Tout d’abord, même les changements positifs devraient avoir un objectif stratégique dans l’intérêt de l’Ukraine et ne pas être des réponses tactiques ponctuelles au chantage de la Russie.

« L’Ukraine a convenu de trois autres points de reproduction. L’armée a insisté pour le déploiement des troupes dans des endroits qui ne sont pas critiques pour l’Ukraine. Le fait du déploiement des troupes est négatif en soi, car il n’aura pas de conséquences pour la population locale. La reproduction a du sens s’il y a au moins un objectif à moyen terme de créer, par exemple, une zone de sécurité ou l’introduction d’une force de maintien de la paix. Tant qu’il n’y aura pas de zone de sécurité, personne ne fera venir des soldats de la paix. Il doit y avoir un cessez-le-feu absolu. Maintenant, les Russes nous font chanter avec des conditions de cessez-le-feu », a expliqué Serhiy Rakhmanin. «Il ne peut y avoir d’accord juste pour pouvoir assurer la tenue du prochain sommet. Quant aux otages, les Russes ne font que nous faire chanter. Il y avait une catégorie de détenus qu’ils veulent recuprer à tout prix : les membres de Berkut, les témoins dans l’affaire du MH17, etc ».

En outre, parmi les conséquences négatives, le député a noté l’incohérence, le chaos des déclarations et des positions de la partie ukrainienne, nuisible à l’image de l’Ukraine à l’étranger. En particulier, « certains propos exprimés par Leonid Kravchuk (nommé président du GCT à l’automne 2020) sont ses réflexions arbitraires sur certains sujets qui ne coïncident pas avec la position officielle de la délégation.

Ivanna Klympush-Tsintsadze a reconnu que l’absence d’une ligne de communication claire de la part des autorités ukrainiennes avait un effet négatif sur le soutien des partenaires internationaux.

«Nos partenaires internationaux ne nous comprennent pas toujours. L’Ukraine a cessé de communiquer clairement ses buts, objectifs, principes et intérêts en matière de sécurité. L’Ukraine, ayant traduit la discussion du format Normandie politique au format de Minsk technique, elle (l’Ukraine) devient de plus en plus incompréhensible pour nos partenaires. La clarté de la position de l’Ukraine est perdue aujourd’hui », a déclaré le député.

Iryna Herachtchenko, à son tour, a également énuméré certains des principles défaites de l’année: «Il faut dire que le cessez-le-feu est violé. La question de la libération des otages est bloquée et il est parfois difficile de savoir pour qui la partie ukrainienne se bat – les noms de ces personnes, leurs familles, ce qu’ils ont fait. La couverture médiatique peut sauver la vie et la santé de ces personnes, les protéger. L’accord sur l’accès de la Croix-Rouge aux prisons dans les territoires occupés n’a pas été respecté », a déclaré la députée.

En outre, Iryna Herachtchenko a souligné que parmi les inconvénients de cette année figure le fait que le ministère des Affaires étrangères avait effectivement été retiré du format normand et que les parties de discutaient plus sur l’introduction des forces de maintien de la paix de l’ONU.

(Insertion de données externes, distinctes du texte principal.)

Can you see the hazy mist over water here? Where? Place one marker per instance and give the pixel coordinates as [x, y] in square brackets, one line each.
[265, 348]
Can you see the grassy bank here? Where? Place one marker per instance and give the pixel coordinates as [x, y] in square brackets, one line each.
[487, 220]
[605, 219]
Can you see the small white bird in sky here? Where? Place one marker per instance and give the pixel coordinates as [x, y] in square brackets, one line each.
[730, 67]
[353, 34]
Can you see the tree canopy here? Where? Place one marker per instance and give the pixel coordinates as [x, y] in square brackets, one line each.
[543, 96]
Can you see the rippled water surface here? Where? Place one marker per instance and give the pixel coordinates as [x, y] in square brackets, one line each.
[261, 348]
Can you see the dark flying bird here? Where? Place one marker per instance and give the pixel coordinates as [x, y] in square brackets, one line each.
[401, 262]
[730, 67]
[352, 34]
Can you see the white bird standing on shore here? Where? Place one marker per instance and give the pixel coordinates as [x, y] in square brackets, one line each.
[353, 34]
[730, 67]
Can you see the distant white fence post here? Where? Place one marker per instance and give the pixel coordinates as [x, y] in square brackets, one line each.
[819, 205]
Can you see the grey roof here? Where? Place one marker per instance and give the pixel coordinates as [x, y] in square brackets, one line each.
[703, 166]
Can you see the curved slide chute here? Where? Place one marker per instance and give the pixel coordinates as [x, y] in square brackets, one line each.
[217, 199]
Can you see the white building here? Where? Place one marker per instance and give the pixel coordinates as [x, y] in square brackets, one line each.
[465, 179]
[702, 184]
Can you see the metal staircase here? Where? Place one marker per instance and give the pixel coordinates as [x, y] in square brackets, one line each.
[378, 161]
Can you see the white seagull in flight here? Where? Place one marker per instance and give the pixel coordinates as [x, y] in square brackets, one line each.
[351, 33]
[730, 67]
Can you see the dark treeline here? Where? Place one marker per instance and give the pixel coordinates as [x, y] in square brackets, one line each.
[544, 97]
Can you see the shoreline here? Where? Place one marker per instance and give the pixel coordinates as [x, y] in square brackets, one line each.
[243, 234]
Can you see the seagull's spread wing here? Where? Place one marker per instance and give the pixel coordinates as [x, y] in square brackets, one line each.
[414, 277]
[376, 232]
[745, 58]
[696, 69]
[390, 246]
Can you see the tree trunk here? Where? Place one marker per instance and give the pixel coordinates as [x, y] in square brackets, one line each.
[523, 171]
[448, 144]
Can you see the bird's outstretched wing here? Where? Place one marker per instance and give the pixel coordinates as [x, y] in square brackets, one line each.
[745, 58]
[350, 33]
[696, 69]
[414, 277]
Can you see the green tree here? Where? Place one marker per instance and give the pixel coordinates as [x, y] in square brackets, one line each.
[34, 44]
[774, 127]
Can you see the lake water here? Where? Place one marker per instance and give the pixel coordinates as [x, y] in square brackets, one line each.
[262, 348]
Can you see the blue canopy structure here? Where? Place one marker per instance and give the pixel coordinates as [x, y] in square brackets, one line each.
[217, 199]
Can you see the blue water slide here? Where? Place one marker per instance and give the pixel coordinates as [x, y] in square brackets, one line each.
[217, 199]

À l’issue de la discussion, les participants ont conclu que le principal obstacle à la résolution du conflit reste la Russie, tandis que l’Ukraine remplit ses obligations internationales, mais a besoin d’une position plus consolidée au sein du pays et d’une vision stratégique commune. C’est la position claire de l’Ukraine qui peut renforcer et consolider le soutien international du pays dans la lutte contre l’agression russe.